Chittenden County State’s Attorney T.J. Donovan, whose office is conducting a criminal investigation, has wrapped up its interviews of city and BT officials. “I can’t give a firm time frame when we’ll decide whether to bring charges,” said Donovan. Because his office is solely looking at state law, Donovan’s decision isn’t affected by a coinciding federal investigation into BT.
He will make his decision public, however, no matter which direction he decides to take the case.
“The public,” Donovan said, “deserves transparency and a resolution.”
Who would you guess is the multimillionaire in Vermont’s three-member D.C. delegation? The guy who’s been there since 1974 and brings home millions of dollars’ worth of pork projects every year?
Guess again: U.S. Rep. Peter Welch, the newest member of the trio, gets the gold star. He is said to be worth between $3 and $10 million, which makes him the 45th wealthiest member of the House, according to the Center for Responsive Politics.
The most recent report is based on 2009 disclosure data.
Members of Congress measure the value of their stock holdings as a range, which means their wealth is reported the same way — depending on how their stocks, bonds and other assets are worth at a particular point in time.
With that in mind, Sen. Patrick Leahy is worth between $49,007 and $210,000, making him the 89th wealthiest member of the U.S. Senate. U.S. Sen. Bernie Sanders is worth anywhere between negative $234,989 and $444,996. That makes him 91st.
Before you start sending donations, remember, all three earn $174,000 annually.
Speaking of wealthy folks: Which 50 Vermonters signed the letter to Gov. Peter Shumlin suggesting they could afford to pay more taxes? You’ll find the letter, and the signatories, on our staff blog, Blurt.
These folks proposed raising their taxes by $17 million to help close the $176 million budget gap. Both the gov and legislative leaders rejected the idea.
At a recent legislative breakfast in Middlebury, several attendees pressed Shumlin to alter his stance, quoting “Fair Game” in the process. Cool.
According to reports, Shumlin stood his ground, voicing concern that raising taxes would force the golden geese to flee.
Meanwhile, state employees and vulnerable Vermonters can’t afford to move, which makes them … sitting ducks.
The Vermont media gave Gov. Peter Shumlin loads of positive attention for his visit to Rhode Island last week. He went down to talk up same-sex marriage.
Oddly, none of the stories made mention of the gubernatorial fundraiser that Marriage Equality Rhode Island held in Shumlin’s honor. I guess any mention of Shumlin’s reelection campaign fundraiser would have detracted from the feel-good nature of the trip.
Not all the checks have been tallied, but Paul Tencher, who helped organize the event, anticipates it raked in between $3500 to $5000.

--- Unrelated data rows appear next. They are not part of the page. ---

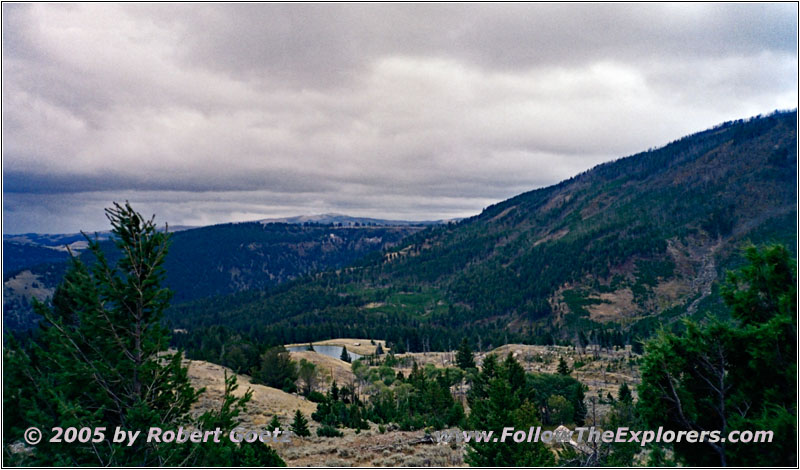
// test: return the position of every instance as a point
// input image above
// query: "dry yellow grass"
(329, 367)
(370, 448)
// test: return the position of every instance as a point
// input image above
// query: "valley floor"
(602, 372)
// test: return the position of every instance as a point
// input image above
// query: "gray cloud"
(208, 113)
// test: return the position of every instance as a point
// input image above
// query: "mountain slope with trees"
(204, 262)
(603, 257)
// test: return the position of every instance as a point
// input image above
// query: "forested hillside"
(207, 261)
(604, 257)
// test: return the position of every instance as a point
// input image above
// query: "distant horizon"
(312, 214)
(219, 113)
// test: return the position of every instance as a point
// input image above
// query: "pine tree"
(300, 425)
(732, 376)
(625, 393)
(563, 368)
(99, 360)
(274, 423)
(464, 358)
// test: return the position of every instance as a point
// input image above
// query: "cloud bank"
(208, 113)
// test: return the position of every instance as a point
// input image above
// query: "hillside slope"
(202, 262)
(604, 256)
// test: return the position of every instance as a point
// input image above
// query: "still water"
(331, 351)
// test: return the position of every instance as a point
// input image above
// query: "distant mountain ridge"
(202, 262)
(616, 250)
(346, 220)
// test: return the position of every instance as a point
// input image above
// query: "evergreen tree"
(732, 376)
(465, 358)
(300, 424)
(498, 402)
(274, 423)
(99, 360)
(563, 368)
(625, 394)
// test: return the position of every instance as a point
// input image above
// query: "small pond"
(331, 351)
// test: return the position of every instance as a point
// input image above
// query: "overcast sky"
(209, 113)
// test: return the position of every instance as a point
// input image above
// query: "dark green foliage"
(540, 387)
(98, 360)
(498, 400)
(732, 376)
(274, 423)
(625, 393)
(563, 368)
(603, 230)
(465, 358)
(300, 424)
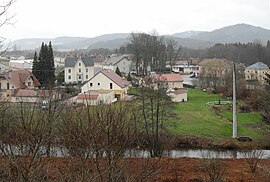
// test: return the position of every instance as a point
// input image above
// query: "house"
(171, 80)
(255, 74)
(29, 96)
(14, 80)
(96, 97)
(178, 95)
(79, 69)
(21, 64)
(107, 80)
(186, 69)
(123, 63)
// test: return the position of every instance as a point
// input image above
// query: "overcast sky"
(89, 18)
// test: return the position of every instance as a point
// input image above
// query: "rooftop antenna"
(234, 104)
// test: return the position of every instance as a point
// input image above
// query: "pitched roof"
(19, 77)
(31, 93)
(179, 91)
(258, 66)
(71, 61)
(87, 96)
(169, 77)
(115, 59)
(115, 78)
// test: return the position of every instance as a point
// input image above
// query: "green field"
(195, 118)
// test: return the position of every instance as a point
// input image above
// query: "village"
(98, 82)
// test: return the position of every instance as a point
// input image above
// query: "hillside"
(191, 39)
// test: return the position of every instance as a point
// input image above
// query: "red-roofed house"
(11, 81)
(27, 95)
(96, 97)
(107, 80)
(170, 81)
(178, 95)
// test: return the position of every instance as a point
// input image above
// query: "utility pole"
(234, 104)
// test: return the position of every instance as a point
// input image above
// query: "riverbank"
(136, 169)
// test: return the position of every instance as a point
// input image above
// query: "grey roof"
(70, 62)
(258, 66)
(115, 59)
(87, 60)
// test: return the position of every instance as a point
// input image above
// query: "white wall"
(104, 83)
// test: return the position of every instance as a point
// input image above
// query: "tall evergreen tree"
(43, 67)
(35, 69)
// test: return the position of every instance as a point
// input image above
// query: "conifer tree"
(43, 67)
(117, 71)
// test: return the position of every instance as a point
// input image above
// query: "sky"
(90, 18)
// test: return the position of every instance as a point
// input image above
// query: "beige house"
(256, 72)
(122, 62)
(178, 95)
(30, 96)
(107, 80)
(12, 81)
(96, 97)
(169, 81)
(79, 69)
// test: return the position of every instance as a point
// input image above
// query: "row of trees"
(43, 65)
(152, 52)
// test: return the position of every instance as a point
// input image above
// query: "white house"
(178, 95)
(96, 97)
(21, 64)
(78, 69)
(187, 69)
(107, 80)
(122, 62)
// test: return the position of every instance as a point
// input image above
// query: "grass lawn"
(195, 118)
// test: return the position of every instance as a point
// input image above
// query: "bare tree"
(155, 108)
(5, 19)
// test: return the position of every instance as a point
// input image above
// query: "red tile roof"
(179, 91)
(31, 93)
(115, 78)
(169, 77)
(19, 77)
(87, 96)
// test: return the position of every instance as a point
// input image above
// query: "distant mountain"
(67, 43)
(236, 33)
(192, 39)
(187, 34)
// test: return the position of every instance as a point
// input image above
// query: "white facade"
(186, 69)
(79, 72)
(21, 64)
(100, 81)
(124, 65)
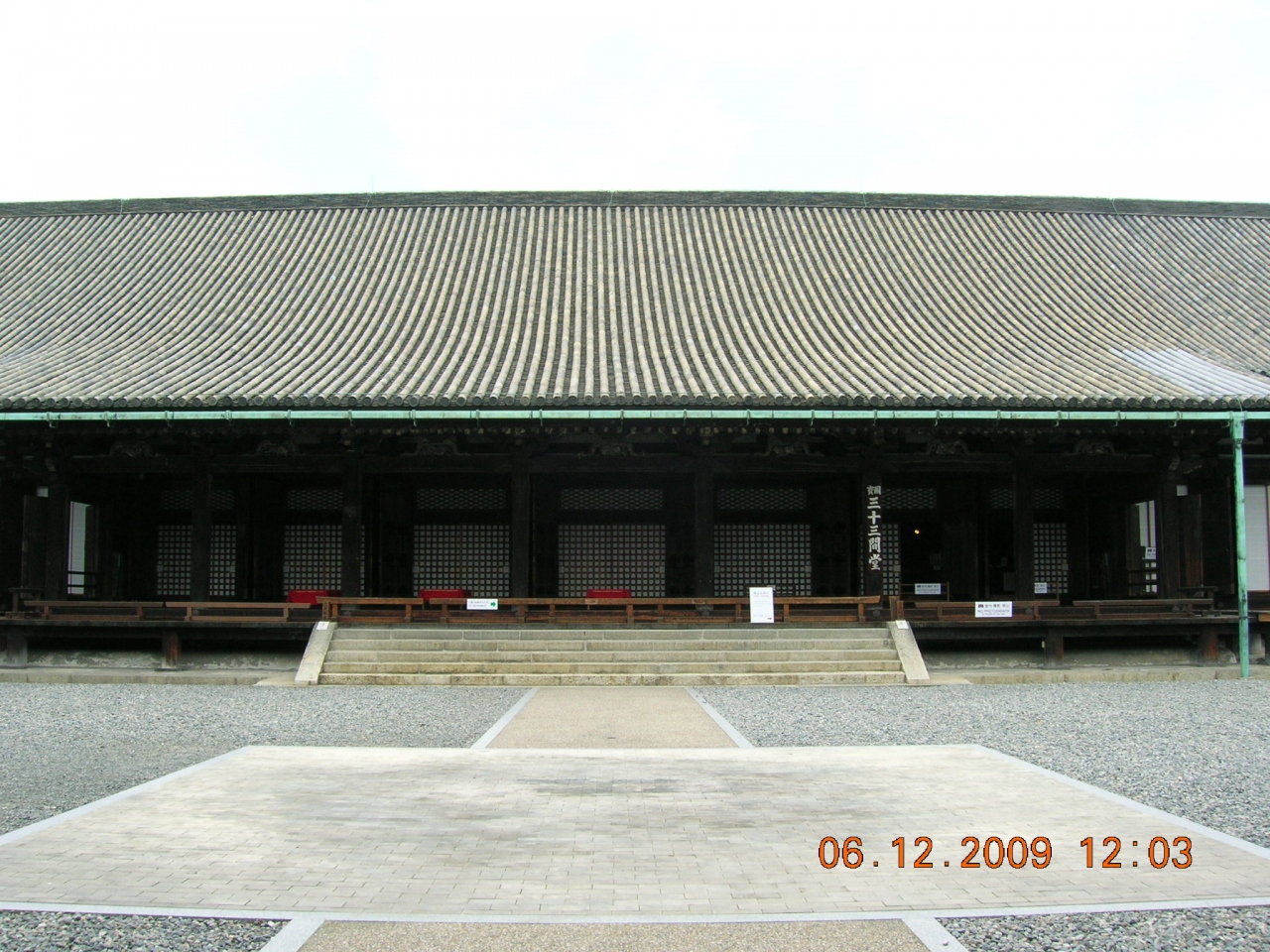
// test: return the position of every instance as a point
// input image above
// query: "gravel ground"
(64, 746)
(44, 932)
(1225, 929)
(1198, 749)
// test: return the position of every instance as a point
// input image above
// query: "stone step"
(686, 666)
(425, 633)
(377, 645)
(340, 656)
(686, 679)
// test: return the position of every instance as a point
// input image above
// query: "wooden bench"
(599, 611)
(1053, 621)
(139, 619)
(85, 611)
(246, 612)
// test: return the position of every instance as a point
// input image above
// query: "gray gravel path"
(1225, 929)
(63, 746)
(45, 932)
(1198, 749)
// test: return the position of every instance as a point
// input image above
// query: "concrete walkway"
(612, 717)
(652, 844)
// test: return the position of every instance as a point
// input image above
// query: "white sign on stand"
(762, 606)
(993, 610)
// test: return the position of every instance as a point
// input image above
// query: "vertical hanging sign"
(873, 539)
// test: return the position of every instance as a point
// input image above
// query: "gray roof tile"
(726, 299)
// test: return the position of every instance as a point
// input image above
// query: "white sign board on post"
(993, 610)
(762, 606)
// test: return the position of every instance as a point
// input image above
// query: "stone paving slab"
(869, 936)
(612, 717)
(575, 833)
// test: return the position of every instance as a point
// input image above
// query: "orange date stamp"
(1010, 853)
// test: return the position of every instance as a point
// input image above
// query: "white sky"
(1152, 99)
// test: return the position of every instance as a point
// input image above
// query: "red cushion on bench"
(309, 597)
(429, 594)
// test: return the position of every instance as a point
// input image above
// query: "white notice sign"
(762, 606)
(993, 610)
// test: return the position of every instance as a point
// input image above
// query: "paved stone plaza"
(629, 833)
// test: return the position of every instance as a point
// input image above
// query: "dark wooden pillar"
(1025, 544)
(35, 546)
(1167, 537)
(870, 525)
(10, 536)
(268, 516)
(171, 649)
(1076, 500)
(397, 536)
(241, 537)
(959, 502)
(200, 535)
(545, 575)
(350, 536)
(522, 529)
(55, 540)
(702, 530)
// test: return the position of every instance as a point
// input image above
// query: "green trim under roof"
(497, 414)
(630, 199)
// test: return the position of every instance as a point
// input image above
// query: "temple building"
(676, 395)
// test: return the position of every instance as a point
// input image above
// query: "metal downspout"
(1241, 543)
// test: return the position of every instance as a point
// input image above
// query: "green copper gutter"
(1241, 543)
(494, 414)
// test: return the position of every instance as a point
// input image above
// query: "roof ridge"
(672, 199)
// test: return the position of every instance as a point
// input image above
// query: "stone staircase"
(541, 656)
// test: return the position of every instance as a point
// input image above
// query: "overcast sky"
(1124, 99)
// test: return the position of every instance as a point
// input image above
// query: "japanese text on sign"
(873, 535)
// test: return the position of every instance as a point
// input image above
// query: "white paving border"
(488, 737)
(635, 919)
(294, 934)
(737, 737)
(922, 921)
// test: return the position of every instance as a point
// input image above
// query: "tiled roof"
(634, 299)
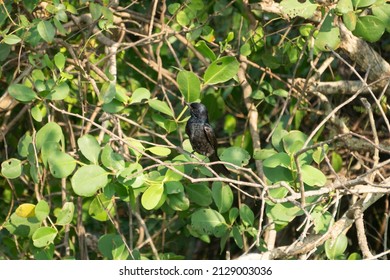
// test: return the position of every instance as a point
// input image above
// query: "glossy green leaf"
(22, 226)
(362, 3)
(112, 247)
(222, 196)
(88, 180)
(160, 151)
(42, 210)
(189, 85)
(22, 93)
(59, 61)
(178, 201)
(61, 164)
(322, 220)
(36, 113)
(236, 155)
(205, 221)
(238, 237)
(111, 159)
(295, 8)
(246, 215)
(50, 133)
(153, 197)
(11, 168)
(101, 207)
(221, 70)
(182, 18)
(11, 39)
(139, 94)
(160, 106)
(89, 147)
(370, 28)
(199, 194)
(312, 176)
(23, 144)
(335, 249)
(329, 34)
(337, 162)
(344, 6)
(44, 236)
(383, 13)
(65, 216)
(46, 30)
(204, 49)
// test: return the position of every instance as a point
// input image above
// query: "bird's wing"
(209, 131)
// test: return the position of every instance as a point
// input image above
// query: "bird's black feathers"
(202, 136)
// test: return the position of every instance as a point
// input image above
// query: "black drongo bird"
(202, 136)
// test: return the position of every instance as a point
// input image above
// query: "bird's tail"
(218, 168)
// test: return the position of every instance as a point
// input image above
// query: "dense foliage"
(95, 162)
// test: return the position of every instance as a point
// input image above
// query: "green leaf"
(88, 180)
(153, 197)
(89, 147)
(383, 13)
(25, 210)
(322, 220)
(312, 176)
(112, 160)
(160, 106)
(222, 196)
(140, 94)
(295, 8)
(107, 92)
(189, 85)
(235, 155)
(50, 133)
(24, 143)
(42, 210)
(202, 47)
(22, 93)
(65, 216)
(100, 207)
(335, 249)
(4, 51)
(96, 10)
(204, 221)
(112, 247)
(370, 28)
(22, 226)
(344, 6)
(329, 34)
(59, 92)
(173, 8)
(61, 164)
(199, 194)
(263, 154)
(44, 236)
(178, 201)
(36, 113)
(11, 168)
(182, 18)
(46, 30)
(362, 3)
(282, 213)
(221, 70)
(11, 39)
(59, 61)
(238, 237)
(336, 161)
(246, 215)
(319, 154)
(160, 151)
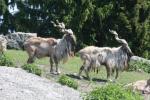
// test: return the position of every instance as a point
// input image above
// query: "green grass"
(19, 58)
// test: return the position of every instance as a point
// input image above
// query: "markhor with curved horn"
(114, 59)
(57, 49)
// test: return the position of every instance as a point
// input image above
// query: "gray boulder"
(137, 58)
(17, 84)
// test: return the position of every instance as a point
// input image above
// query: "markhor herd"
(114, 59)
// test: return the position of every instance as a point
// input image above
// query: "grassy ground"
(71, 67)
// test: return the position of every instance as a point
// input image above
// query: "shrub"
(112, 92)
(139, 65)
(65, 80)
(5, 61)
(32, 68)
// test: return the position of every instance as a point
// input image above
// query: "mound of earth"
(17, 84)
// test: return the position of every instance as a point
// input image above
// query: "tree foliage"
(89, 19)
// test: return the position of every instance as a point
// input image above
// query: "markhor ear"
(52, 42)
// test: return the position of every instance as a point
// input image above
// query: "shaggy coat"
(114, 59)
(57, 49)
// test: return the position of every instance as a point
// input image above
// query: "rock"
(136, 58)
(17, 84)
(16, 40)
(143, 86)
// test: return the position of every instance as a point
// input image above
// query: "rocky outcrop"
(143, 86)
(17, 84)
(16, 40)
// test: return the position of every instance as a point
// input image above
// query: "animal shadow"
(85, 78)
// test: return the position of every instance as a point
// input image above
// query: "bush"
(112, 92)
(32, 68)
(65, 80)
(139, 65)
(5, 61)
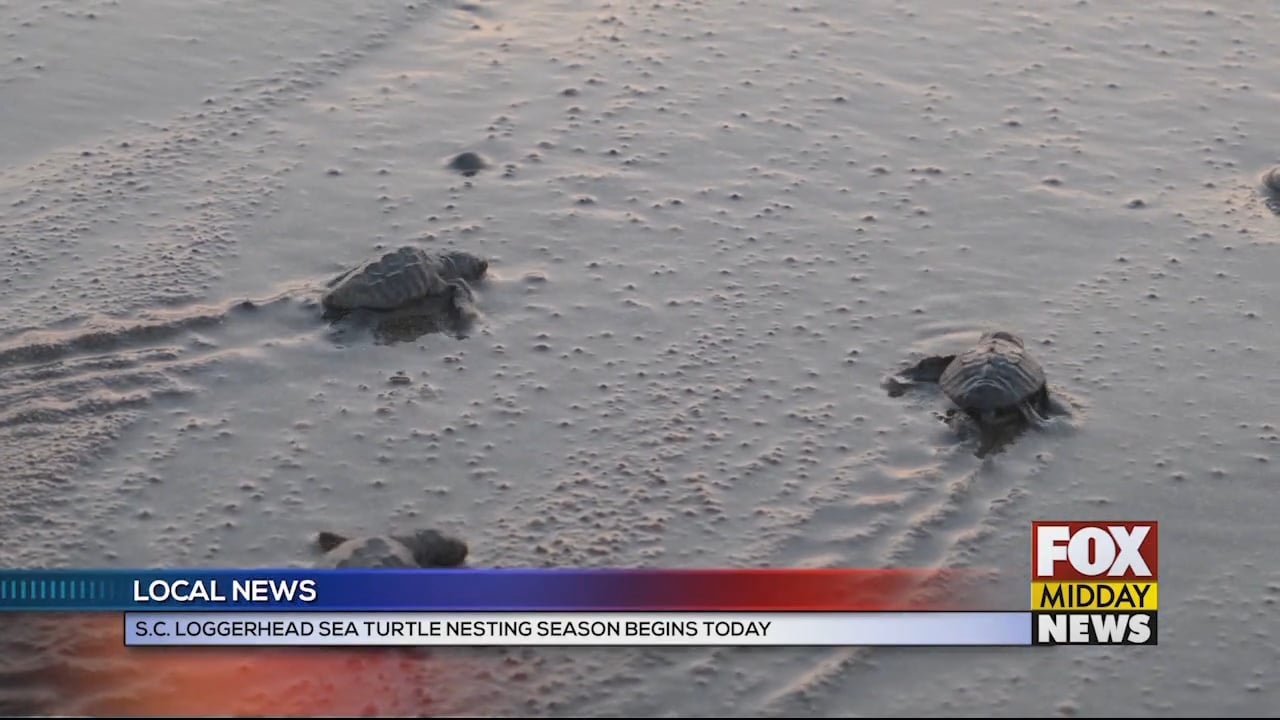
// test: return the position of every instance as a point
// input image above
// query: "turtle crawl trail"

Some of Vermont’s television-news personalities are moving to new signals.
After more than nine years at WCAX-TV, reporter Jack Thurston is headed to New England Cable News (NECN). He’ll replace Anya Huneke, who is headed to Vermont Public Television to produce season four of that station’s “Emerging Science” series.
Because of a content-sharing arrangement between NECN and WPTZ NewsChannel 5, some of Thurston’s reporting will appear on WCAX-TV’s chief competitor, WPTZ.
At NECN, Thurston will be reunited with a former WCAX colleague, photographer Kika Bronger. The pair worked together when Thurston first arrived at WCAX back in 2001.
In an email to WCAX staff, Thurston said he vows to not view his former colleagues as competitors.
“Instead of saying goodbye, I get to say, ‘See you soon!’ And I’m so glad to be able to,” Thurston told his Channel 3 coworkers.
Is there any chance local reporters could work on the story of Our Revolution?